GE’s charge is the latest sign of problems with the modeling and funding of nursing home and other long-term care in the United States.
Tax changes recently passed by the US Congress raised GE’s charge to $7.5 billion, more than twice an initial indication of more than $3 billion GE noted in November. The charge means GE’s 2017 profit will be at the bottom end of its forecast, GE said.
GE shares were down 2.3 percent at $18.32 in morning trading.
Asked how his strategy had evolved since announcing a major overhaul in November, Flannery said:
“We’ve been taking a comprehensive look at every aspect of the company and that everything was on the table. So that’s been, I’d say, a hallmark of our approach from day one.”
Flannery said in November that GE would pare its operations to three main businesses - power, healthcare and aviation - and seek to dispose of $20 billion in operations.
Besides the $6.2 billion related to its insurance review, GE expects a $3.4-billion impact from tax reform and $1.8 billion in goodwill and other non-cash impairments, all to be recorded in the fourth quarter.
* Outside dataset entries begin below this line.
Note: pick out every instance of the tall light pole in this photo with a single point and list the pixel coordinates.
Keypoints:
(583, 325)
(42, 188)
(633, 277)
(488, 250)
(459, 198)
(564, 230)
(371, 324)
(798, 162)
GE had said in July that it was experiencing “adverse claims” in a portion of its long-term care portfolio and was assessing how much money it was likely to receive from policy-holders.
The company said on Tuesday that GE Capital would now have to make statutory reserve contributions - which insurers must hold against potential losses - of about $15 billion over seven years in relation to the long-term care insurance assets.
To fund those contributions, GE Capital will be suspending its dividend to the parent company for the “foreseeable future,” it said.
GE said the Kansas Insurance Department - the primary regulator for North American Life & Health, GE Capital’s run-off insurance portfolio - had approved a phased statutory contribution of about $3 billion in the current quarter and about $2 billion annually from 2019 through 2024.
The writeoff highlights long-running difficulties for the long-term care insurers and re-insurers who are struggling to make good on policies dating back to the 1990s, which underestimated projected health-care costs and life spans.
The cost of nursing home or other home-based care tends not to be covered by Medicare, the US government insurance program for the elderly and disabled, and can be extremely expensive out of pocket.
The median cost of a private US nursing-home room this year is $97,455, while a home health aide costs $49,192 according to Genworth Financial Inc.
The steps announced by Flannery late last year aimed to turn GE into a smaller, more focused company.
GE was the worst performer on the Dow in 2017 and it has already cut its planned annual dividend for 2018 to 48 cents from 96 cents a year earlier, only the third cut in the company’s 125-year history.
Ratings agency Fitch said the insurance charge increased pressure on its credit rating for GE, adding it believed there was a risk that additional adjustments to the reserves may be required depending on future insurance claims.